Il n’existe pas encore de protocole standard pour l’annotation et la quantification des données vidéo dérivées des enregistreurs de caméra embarqués par les animaux. Ainsi, nous avons développé un protocole en utilisant des logiciels gratuits. Tout d’abord, nous avons converti les vidéos de .MOV en .AVI avec MPEG Streamclip (v. 1.2) , afin que, dans un deuxième temps, les vidéos puissent être annotées avec Solomon Coder (v. 16.06.26) . Nous avons enregistré 11 catégories principales d’observations (détaillées dans le matériel électronique supplémentaire). Les catégories spécifiques à cette étude sont celles qui concernent les proies et les interactions intra- et interspécifiques. De plus, l’orientation de l’oiseau dans la colonne d’eau a été enregistrée, en fonction des caractéristiques physiques (surface de la mer/fond de la mer) et des changements de niveaux d’intensité lumineuse, évidents lorsque l’oiseau monte ou descend. De plus, lorsque les oiseaux s’alimentaient sur le fond marin, nous avons enregistré si les oiseaux utilisaient des coups de tête vers le haut ou vers le bas lors des tentatives de capture de proies (APC). Il n’était pas toujours possible de déterminer si les proies étaient consommées ou non. Par conséquent, nous avons défini une APC comme le moment clairement distingué où un oiseau lève et frappe activement sa tête vers la proie jusqu’au moment où sa tête revient à une position neutre, après que l’oiseau ait réussi ou non à capturer la proie.

La taille de la proie a été estimée en la comparant à la taille du bec du manchot au moment où la proie était adjacente au bec, limitant ainsi l’effet de la distance inconnue qui pourrait confondre cette mesure. L’estimation de la taille des proies nous a permis de classer les proies à la fois par type et par classe de taille (par exemple, petite ou grande). Lorsque les proies étaient regroupées, nous avons noté si les regroupements étaient lâches ou serrés. Les agrégations lâches sont caractérisées par un espace évident entre les proies et par la possibilité de voir clairement à travers l’agrégation pendant toute la période d’approche de l’oiseau. Les agrégations serrées ont été caractérisées par l’absence d’espace évident entre les proies et par l’impossibilité de voir à travers l’agrégation pendant l’approche de l’oiseau. Conformément à notre protocole freeware, nous avons utilisé des codes personnalisés dans R 3.1.2 pour déterminer, à partir des fichiers vidéo annotés, la durée d’enregistrement, le nombre d’APC et l’orientation des oiseaux, ainsi que le nombre d’interactions avec des conspécifiques et des hétérospécifiques. Nous avons extrait les événements comportementaux uniques (images fixes) par numéro d’image, en utilisant le logiciel gratuit FFmpeg (v. N-82324-g972b358) .

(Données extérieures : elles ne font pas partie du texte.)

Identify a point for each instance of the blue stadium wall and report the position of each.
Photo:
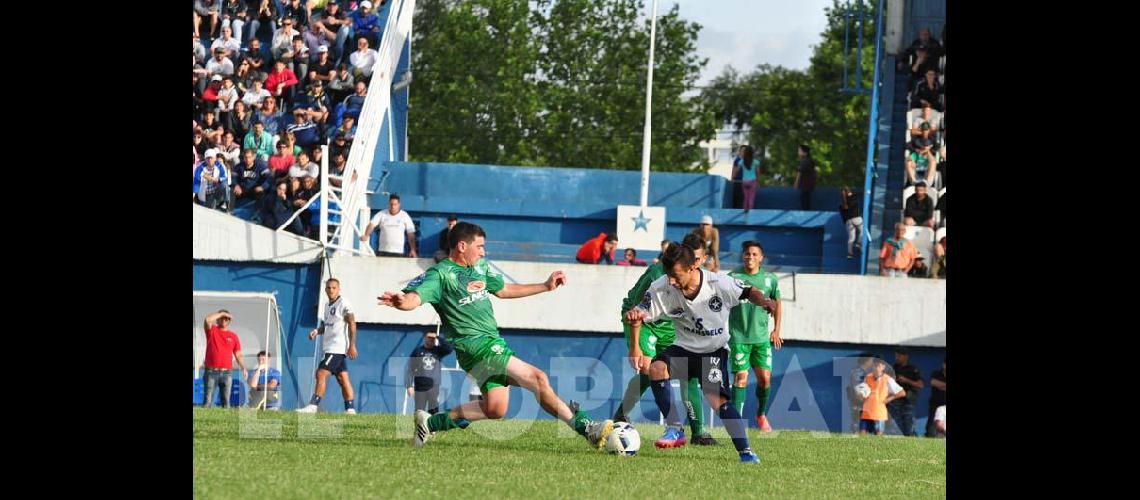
(555, 210)
(377, 374)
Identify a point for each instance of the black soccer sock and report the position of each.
(634, 391)
(664, 395)
(735, 426)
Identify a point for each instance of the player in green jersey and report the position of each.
(457, 288)
(657, 336)
(749, 343)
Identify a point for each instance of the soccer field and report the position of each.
(371, 456)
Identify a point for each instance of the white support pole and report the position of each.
(290, 221)
(325, 188)
(649, 107)
(265, 393)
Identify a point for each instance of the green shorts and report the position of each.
(652, 337)
(744, 355)
(485, 359)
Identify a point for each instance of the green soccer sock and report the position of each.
(444, 421)
(738, 398)
(693, 399)
(578, 421)
(634, 391)
(762, 394)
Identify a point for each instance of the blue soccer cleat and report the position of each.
(673, 437)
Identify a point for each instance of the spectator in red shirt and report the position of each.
(281, 82)
(281, 162)
(595, 250)
(221, 344)
(632, 259)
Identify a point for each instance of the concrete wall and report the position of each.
(821, 308)
(567, 206)
(222, 237)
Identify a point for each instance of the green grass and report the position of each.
(371, 456)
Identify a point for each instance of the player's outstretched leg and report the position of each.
(674, 433)
(345, 383)
(495, 402)
(322, 375)
(636, 386)
(691, 396)
(735, 426)
(536, 380)
(763, 391)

Les données provenant des dispositifs TDR et GPS ont été traitées dans le cadre de l’étude en cours, ce qui a permis de visualiser à quel endroit du chemin de recherche de nourriture les séquences ont été enregistrées. Plus précisément, les données des dispositifs TDR ont été traitées avec le paquet ‘diveMove’ . Les données GPS ont d’abord été filtrées pour détecter les emplacements erronés à l’aide de la fonction speedfilter (package ‘trip’, ), basée sur l’algorithme de McConnell et al. lorsque la vitesse moyenne de transit entre les deux était supérieure à 8 km h-1 . En outre, la nature plongeante des manchots entraîne des fixations de position intermittentes. Par conséquent, les données filtrées ont été traitées à l’aide d’un modèle de marche aléatoire corrélé en temps continu (implémenté dans le package ‘crawl’, ) afin de générer le chemin le plus probable utilisé par un oiseau, en simulant 100 trajectoires possibles. Les données filtrées ont été mises en correspondance avec les annotations des caméras à l’aide de la fonction “interp1” du module “signal”. Les données provenant des trois dispositifs étant sujettes à une dérive de l’horloge, elles ont été alignées visuellement à l’aide de l’extension Ethographer dans IGOR Pro (WaveMetrics, Inc.) .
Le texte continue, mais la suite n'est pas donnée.